R channel smoothing processing section 233 applies smoothing processing on the frequency axis to the absolute value of each frequency component of frequency domain parameters of the L channel signal, and outputs the frequency domain parameters smoothing the L channel signal on the frequency axis, to L channel gain factor calculating section 234 and adding section 236.
As smoothing processing in R channel smoothing processing section 233, similar to the smoothing processing in L channel smoothing processing section 232, processing is performed to add one component before or one component after each frequency component and then calculate the average value, that is, calculate the average movement of three points, as shown in equation 5. In equation 5, RF(f) refers to a frequency domain parameter of the R channel signal (a parameter after calculating the absolute value), and RFs(f) refers to a frequency domain parameter after smoothing processing of the R channel. $RFs (f) = (RF (f-1) + RF (f) \times RF (f+ 1)) / 3$
Also, as shown in equation 6, it is equally possible to perform smoothing processing on the frequency axis using autoregressive low-pass filter processing. $RFs (f) = RF (f) + α \times RFs (f - 1) 0 < α < 1$
Also, L channel smoothing processing and R channel smoothing processing are necessarily the same processing. For example, if signal characteristics of the L channel and signal characteristics of the R channel are different, there may be a case where different smoothing processing is used purposefully.
Adding section 236 adds, on a per frequency component basis, the frequency domain parameters smoothing the L channel signal and the frequency domain parameters smoothing the R channel signal, and outputs the addition results to L channel gain factor calculating section 234 and R channel gain factor calculating section 235.
L channel gain factor calculating section 234 calculates the amplitude ratio between the frequency domain parameter (LFs(f)) smoothing the L channel signal and the addition result (LFs(f)+RFs(f)) received as input from adding section 236, and outputs the amplitude ratio to scaling section 237. That is, L channel gain factor calculating section 234 calculates gl(f) shown in equation 7. $gL (f) = LFs (f) / (LFs (f) + RFs (f))$
R channel gain factor calculating section 235 calculates the amplitude ratio between the frequency domain parameter (RFs(f)) smoothing the R channel signal and the addition result (LFs(f)+RFs(f)) received as input from adding section 236, and outputs the amplitude ratio to scaling section 237. That is, R channel gain factor calculating section 235 calculates gl(f) shown in equation 8. $gR (f) = RFs (f) / (LFs (f) + RFs (f))$
Scaling section 237 performs scaling processing of gL(f) and gR(f) to calculate balance parameter GL(f) for the L channel and balance parameter GR(f) for the R channel, gives one-frame delay to them and then outputs these balance parameters to selecting section 220.
Here, if monaural signal M(f) is defined as, for example, M(f)=0.5(L(f)+R(f)), scaling section 237 performs scaling processing of gL(f) and gR(f) such that GL(f) + GR(f) = 2.0. To be more specific, scaling section 237 calculates GL(f) and GR(f) by multiplying gL(f) and gR(f) by 2/(gL(f)+gR(f)).

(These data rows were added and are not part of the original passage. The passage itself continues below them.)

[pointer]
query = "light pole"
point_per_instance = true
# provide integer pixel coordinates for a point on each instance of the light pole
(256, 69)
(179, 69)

Also, in a case where GL(f) and GR(f) are calculated in L channel gain factor calculating section 234 and R channel gain factor calculating section 235 so as to satisfy the relationship of GL(f)+GR(f)=2.0, scaling section 237 needs not perform scaling processing. For example, in a case where GR(f) is calculated as GR(f)=2.0-GL(f) after calculating GL(f) in L channel gain factor calculating section 234, scaling section 237 needs not perform scaling processing. Therefore, in this case, it is equally possible to input the outputs of L channel gain factor calculating section 234 and R channel gain factor calculating section 235 in selecting section 220. This configuration will be described later in detail using FIG.12. Also, although a case has been described here where the L channel gain factor is calculated first, it is equally possible to calculate the R channel gain factor first and then calculate L channel gain factor GL(f) from GL(f)=2.0-GR(f).
Also, in a case where it is not possible to consecutively use balance parameters included in stereo encoded data, a state continues where balance parameters outputted from gain factor calculating section 223 are selected. Even in this case, if the above processing in gain factor calculating section 223 is repeated, by repeating the above smoothing processing, balance parameters calculated in gain factor calculating section 223 are gradually averaged over the whole band, so that it is possible to adjust the level balance between the L channel and the R channel to a suitable level balance.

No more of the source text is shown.